Sugarman, who also ran the program for most of its first five years, was executive secretary of the 13-member commission that planned Head Start in 1964 after President Lyndon B. Johnson declared his War on Poverty. Five-year-olds "are inheritors of poverty's curse and not its creators," the president said when he introduced Head Start.

"Unless we act," he added, "these children will pass it on to the next generation like a family birthmark."

In the planning phase, consultants suggested a small demonstration project. But Sargent Shriver, director of the Office of Economic Opportunity, argued for a full-scale effort. "We want to write Head Start across this land so that no Congress or president will ever destroy it," Shriver said.

As a result, after only seven months of planning, more than half a million children were enrolled in an eight-week summer program budgeted at $96.4 million.
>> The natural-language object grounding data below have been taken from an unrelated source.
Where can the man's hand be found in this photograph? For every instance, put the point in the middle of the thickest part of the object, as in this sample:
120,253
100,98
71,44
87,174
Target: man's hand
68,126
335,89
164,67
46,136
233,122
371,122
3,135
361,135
In August 1965, Johnson announced that it would become a full-year program.

"Jule Sugarman was absolutely central in mounting the program and was an administrative genius," said Edward Zigler, a Yale psychology professor who was on the planning committee and succeeded Sugarman as Head Start director in 1970. "The rest of us were scholars and experts on children; his bureaucratic brilliance is what the rest of us did not have."

The original director, Julius Richmond, became ill during the first year, and Sugarman took charge. With a small staff and thousands of grant applications coming in, Zigler said, "we were supposed to enroll 250,000 kids that first summer, and instead we put in 560,000."

Under Sugarman, enrollment climbed to 733,000 in 1966 and for the next three years settled at slightly below 700,000.

"It's the execution that counts, and the execution that makes it enduring," Yasmina Vinci, executive director of the National Head Start Association, a nonprofit organization that supports the program, said Friday. "The proof that Jule did a great job is the fact that it has lasted for 45 years and 27 million children and families have had their lives transformed."

With a budget of $8 billion, the program now serves more than 900,000 children a year.

Born in Cincinnati on Sept. 23, 1927, Jule M. Sugarman was the only child of Melville Sugarman, a jeweler, and the former Rachel Meyer, a nursery school teacher. He spent two years at Western Reserve University in Cleveland and another two years as an Army supply sergeant in Japan after World War II, and then finished college at American University in 1950 with a degree in public administration.

Sugarman began his federal service in 1951 as a budget examiner for the Civil Service Commission. Over the next 15 years, he rose through the ranks at the Bureau of the Budget, the Bureau of Prisons and the Bureau of Inter-American Affairs at the State Department.

After leading Head Start, Sugarman became New York City's human resources administrator during the administration of Mayor John V. Lindsay. He later returned to Washington under President Jimmy Carter to serve as vice chairman of the Civil Service Commission and deputy director of the Office of Personnel Management.

Sugarman's first wife, Sheila Shanley Sugarman, died in 1983; their son Christopher died in 2002. Besides Sullivan, whom he married in 1989, he is survived by three children from his first marriage, a daughter, Maryanne Costa, and two sons, Jason and James; and eight grandchildren.

A lifelong question for him, Sugarman told The New York Post in 1979, "is, Do we make any difference to people? Do more children learn things? Do more families stay together? Do more older people lead happier lives? Are more children taken off the streets and sent into productive employment?"

His wife said, "He sure tried, never gave up."